Install Epicor on company Azure cloud environment (VMs/Servers)?

We’re still testing but what we WANT to do is to use Windows Virtual Desktop and then publish the Epicor app so the app looks local but is running in Azure.

If doing it that way gives better performance I wonder why Epicor doesn’t do that for their Public Cloud users.

You really want to run this in your Active Directory and not Epicor’s. Since this is a part of M365, the licenses really flow to the end customer and not a provider.

Hi Everyone,

A notorious degradation of performance… could it be related to mismatched hardware sizing options between MS Azure Cloud and On-Premise (Physical/Virtual)? There is a myriad of hardware options available in MS Azure to chose from, and the recommended specs from official Epicor 10 Hardware Sizing Guide seem to be more focused on On-Prem (Physical/Virtual).

@Mark_Wonsil @rbucek @aaronssh @hmwillett
For those of you who have already made the move from On-Prem to (Azure) Cloud,
What type of Server Instance (VM Types) did you chose for your App and DB servers?

  • General purpose
  • Compute optimized
  • Memory optimized
  • Storage optimized
  • GPU optimized
  • High performance compute
    Did you replicate exactly what you had on-prem 2 servers to 2 VMs or did you take a single server on Azure?
    For the Storage/Managed Disks, did you take Standard HDD, SSD or Premium SSD?
    How many disks did you add to your Epicor app/db server? Are you separating database files (mdf/ldf) into multiple disks as recommended?
    Also for the disks (Storage Transactions), how did you determine how many Transaction units (10,000 transactions) you need?

Regards,

Hello @carlosqt,

As Epicor Dedicated Tenant SaaS users, we don’t choose the hardware - Epicor does. They have a min-Data Center within Azure. I sense it was a lift-and-shift from the previous host providers but now they aren’t even doing the hardware and rely on Microsoft’s consultants for this kind of advice.

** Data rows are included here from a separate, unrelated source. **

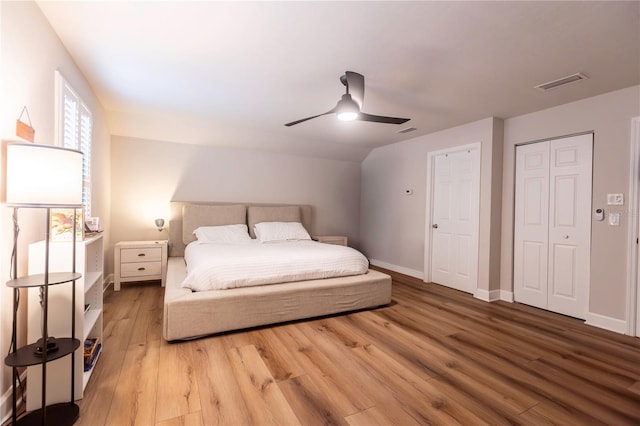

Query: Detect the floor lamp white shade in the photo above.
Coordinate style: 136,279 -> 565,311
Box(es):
6,143 -> 82,208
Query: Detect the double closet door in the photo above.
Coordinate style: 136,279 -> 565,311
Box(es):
513,134 -> 593,319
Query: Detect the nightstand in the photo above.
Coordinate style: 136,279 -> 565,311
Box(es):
113,240 -> 168,291
313,235 -> 347,246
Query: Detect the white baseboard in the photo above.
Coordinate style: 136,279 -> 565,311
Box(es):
0,370 -> 27,424
500,290 -> 515,303
369,259 -> 424,280
585,312 -> 628,334
102,274 -> 114,291
473,288 -> 500,302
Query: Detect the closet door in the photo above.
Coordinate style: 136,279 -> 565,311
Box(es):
514,134 -> 593,318
548,134 -> 593,318
513,142 -> 549,309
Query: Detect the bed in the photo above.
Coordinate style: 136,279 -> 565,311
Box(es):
163,202 -> 391,341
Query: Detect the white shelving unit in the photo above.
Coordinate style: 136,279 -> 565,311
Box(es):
27,235 -> 104,411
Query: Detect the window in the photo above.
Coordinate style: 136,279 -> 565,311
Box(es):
56,71 -> 93,217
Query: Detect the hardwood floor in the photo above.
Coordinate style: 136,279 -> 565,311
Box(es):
77,273 -> 640,426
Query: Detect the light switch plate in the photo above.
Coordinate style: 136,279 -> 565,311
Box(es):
607,194 -> 624,206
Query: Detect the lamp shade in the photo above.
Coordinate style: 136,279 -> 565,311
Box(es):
6,143 -> 82,207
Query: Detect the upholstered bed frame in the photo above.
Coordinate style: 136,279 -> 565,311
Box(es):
163,202 -> 391,341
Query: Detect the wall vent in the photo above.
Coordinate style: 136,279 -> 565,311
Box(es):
535,72 -> 589,92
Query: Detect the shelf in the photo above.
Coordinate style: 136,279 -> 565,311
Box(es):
82,342 -> 102,389
4,336 -> 80,367
84,272 -> 102,293
7,272 -> 82,288
82,309 -> 102,341
16,402 -> 80,426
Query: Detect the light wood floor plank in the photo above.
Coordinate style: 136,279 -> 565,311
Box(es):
229,345 -> 301,425
190,336 -> 251,425
156,342 -> 201,422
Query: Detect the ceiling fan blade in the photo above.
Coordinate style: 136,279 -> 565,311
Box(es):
357,112 -> 411,124
285,108 -> 336,127
344,71 -> 364,109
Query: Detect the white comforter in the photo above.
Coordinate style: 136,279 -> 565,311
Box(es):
182,241 -> 369,291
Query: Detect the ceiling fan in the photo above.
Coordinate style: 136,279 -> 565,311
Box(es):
285,71 -> 410,127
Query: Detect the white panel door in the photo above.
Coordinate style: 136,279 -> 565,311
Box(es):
514,134 -> 593,318
548,134 -> 593,318
513,142 -> 549,309
431,148 -> 480,293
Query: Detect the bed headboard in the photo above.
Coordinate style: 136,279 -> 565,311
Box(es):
169,201 -> 313,256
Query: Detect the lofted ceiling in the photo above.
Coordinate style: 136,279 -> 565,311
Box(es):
38,1 -> 640,161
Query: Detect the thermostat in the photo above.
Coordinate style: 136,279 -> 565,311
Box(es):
593,209 -> 604,220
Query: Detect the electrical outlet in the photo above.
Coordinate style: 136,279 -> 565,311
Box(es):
609,213 -> 620,226
607,194 -> 624,206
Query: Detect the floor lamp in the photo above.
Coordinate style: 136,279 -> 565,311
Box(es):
5,143 -> 82,424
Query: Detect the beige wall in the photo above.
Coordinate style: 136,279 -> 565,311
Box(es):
0,1 -> 110,417
360,118 -> 502,297
108,136 -> 360,270
500,86 -> 640,328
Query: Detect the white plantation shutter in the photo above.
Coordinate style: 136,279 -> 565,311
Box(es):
56,71 -> 93,217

IMHO, the performance is due to the architecture which assumes a nearby application server which hides the inefficiencies until you get to the cloud. When we get to Kinetic, I like to think the performance will be better. It does seem snappier on MES. The startup is a bit slow but again, it’s being launched by the rich client so hard to tell. Any improvement in performance for the Cloud users will lead to better performance on prem. You’re welcome. :wink:

It’s purely latency-based for us.
Our Azure servers are far better spec’d and the architecture is better designed than what we had on premise since we got to start from scratch.